I'm trying to prove that the constrained convex minimization problem with decision variable $\boldsymbol{x} \in \mathbb{R}^{n}$ given by
$$ \min_{\boldsymbol{x}} \Vert \boldsymbol{x} \Vert_{2} \text{ s.t.}$$
$$ \Vert \boldsymbol{x} \Vert_{1} = 1, $$
$$ \boldsymbol{0} \leq \boldsymbol{x} \leq \boldsymbol{1} $$
has an optimal solution $\boldsymbol{x}^{\star}$ where $x_{i}^{\star} = 1/n$, for all $i$. I 'know' this solution to be true by solving the optimization problem numerically (and it makes intuitive sense) but I haven't been able to prove it analytically. I tried to invoke the necessary and sufficient KKT conditions of the Lagrangian $\mathcal{L}(\boldsymbol{x}, \boldsymbol{\mu}, \lambda)$ but I couldn't quite figure out how to choose $(\boldsymbol{\mu}^{\star}, \lambda^{\star})$ and then prove it to be a saddle point. Any help would be appreciated. Cheers!
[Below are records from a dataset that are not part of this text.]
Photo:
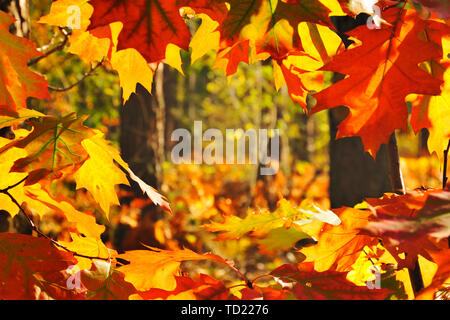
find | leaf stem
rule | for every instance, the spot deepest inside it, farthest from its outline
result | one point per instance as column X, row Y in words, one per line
column 444, row 174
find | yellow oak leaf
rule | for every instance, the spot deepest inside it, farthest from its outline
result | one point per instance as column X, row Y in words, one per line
column 132, row 69
column 99, row 174
column 157, row 268
column 87, row 246
column 7, row 179
column 41, row 202
column 69, row 13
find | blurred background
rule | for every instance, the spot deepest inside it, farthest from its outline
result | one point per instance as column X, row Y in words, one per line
column 313, row 165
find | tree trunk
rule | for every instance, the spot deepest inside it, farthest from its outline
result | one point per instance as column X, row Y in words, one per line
column 354, row 174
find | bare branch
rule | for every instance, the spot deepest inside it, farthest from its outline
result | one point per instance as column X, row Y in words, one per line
column 58, row 47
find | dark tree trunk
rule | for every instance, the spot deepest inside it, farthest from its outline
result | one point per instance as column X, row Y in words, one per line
column 354, row 174
column 143, row 143
column 138, row 135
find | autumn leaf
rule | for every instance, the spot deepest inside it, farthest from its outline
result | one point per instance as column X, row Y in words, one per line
column 306, row 284
column 99, row 174
column 41, row 202
column 106, row 283
column 259, row 223
column 442, row 259
column 433, row 112
column 32, row 268
column 87, row 246
column 148, row 25
column 17, row 81
column 10, row 118
column 205, row 39
column 381, row 73
column 407, row 219
column 410, row 223
column 338, row 247
column 202, row 287
column 8, row 179
column 215, row 9
column 53, row 145
column 280, row 239
column 132, row 69
column 156, row 268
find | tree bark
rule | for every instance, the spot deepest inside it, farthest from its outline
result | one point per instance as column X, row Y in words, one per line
column 354, row 174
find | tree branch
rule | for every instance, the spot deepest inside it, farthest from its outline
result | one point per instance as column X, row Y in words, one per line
column 444, row 174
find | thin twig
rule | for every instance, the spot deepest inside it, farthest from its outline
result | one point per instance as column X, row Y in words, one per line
column 87, row 74
column 58, row 47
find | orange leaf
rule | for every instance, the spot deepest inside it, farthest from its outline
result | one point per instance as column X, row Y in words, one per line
column 30, row 265
column 382, row 72
column 156, row 268
column 17, row 81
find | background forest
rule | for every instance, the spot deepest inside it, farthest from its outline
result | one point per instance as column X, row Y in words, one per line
column 315, row 168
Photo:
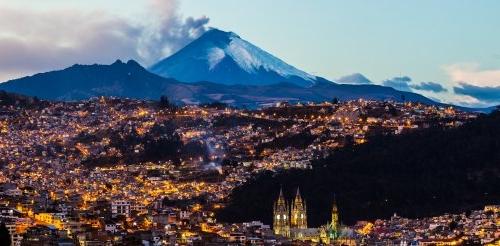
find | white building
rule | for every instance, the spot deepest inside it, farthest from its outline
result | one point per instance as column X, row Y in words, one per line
column 120, row 207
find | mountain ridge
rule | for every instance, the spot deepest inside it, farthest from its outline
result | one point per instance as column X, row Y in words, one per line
column 225, row 58
column 131, row 80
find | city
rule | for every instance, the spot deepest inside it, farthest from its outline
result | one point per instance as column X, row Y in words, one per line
column 72, row 172
column 230, row 122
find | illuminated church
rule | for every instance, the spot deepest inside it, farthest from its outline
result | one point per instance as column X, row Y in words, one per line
column 290, row 221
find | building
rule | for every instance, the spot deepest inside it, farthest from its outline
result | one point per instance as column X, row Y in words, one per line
column 281, row 219
column 120, row 207
column 299, row 215
column 291, row 222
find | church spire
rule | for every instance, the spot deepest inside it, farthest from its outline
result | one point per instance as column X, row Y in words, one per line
column 281, row 224
column 299, row 213
column 334, row 225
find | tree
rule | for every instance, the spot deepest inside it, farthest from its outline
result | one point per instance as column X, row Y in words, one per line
column 4, row 235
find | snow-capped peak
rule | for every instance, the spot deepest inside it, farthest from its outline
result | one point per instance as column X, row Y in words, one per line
column 229, row 59
column 251, row 58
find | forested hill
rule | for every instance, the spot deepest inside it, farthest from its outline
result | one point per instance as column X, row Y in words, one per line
column 423, row 173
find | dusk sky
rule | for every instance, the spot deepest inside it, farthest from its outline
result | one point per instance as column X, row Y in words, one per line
column 448, row 50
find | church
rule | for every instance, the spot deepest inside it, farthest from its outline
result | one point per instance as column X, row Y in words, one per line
column 290, row 221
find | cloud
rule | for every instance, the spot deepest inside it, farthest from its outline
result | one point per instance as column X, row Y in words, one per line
column 355, row 78
column 429, row 86
column 485, row 93
column 45, row 40
column 399, row 83
column 472, row 73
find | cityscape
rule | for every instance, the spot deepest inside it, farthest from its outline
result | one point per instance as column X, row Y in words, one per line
column 139, row 123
When solving by hand, I typically ignore the inequality constraints first. Then, using only the objective and equality constraints, I solve for an optima candidate. Last, I check if this candidate satisfies the inequality constraints. If this is the case, then problem solved.
The Lagrangian
$$ \mathcal{L}\left(\mathbf{x},\lambda\right)=\mathbf{x}^{\top}\mathbf{x}+\lambda\left(\mathbf{1}^{\top}\mathbf{x}-1\right) $$
Stationarity Condition
$$ \mathbf{0} = \nabla_{\mathbf{x}}\mathcal{L}\left(\mathbf{x},\lambda\right) = \mathbf{x}-\lambda\cdot\mathbf{1} $$
from which we get $x_{i}=\lambda$ for all $i\in\{1,...,n\}$.
Primal Feasibility Condition (Equality)
$$ 0=\nabla_{\lambda}\mathcal{L}\left(\mathbf{x},\lambda\right)=\mathbf{1}^{\top}\mathbf{x}-1 $$
from which, combined with result from the stationarity condition, we get $x_{i}=\lambda=\frac{1}{n}$
Primal Feasibility (Inequality) Check
$0\leq x_{i}=\frac{1}{n}\leq 1$ satisfies the inequality constraints. So this is the solution that we look for.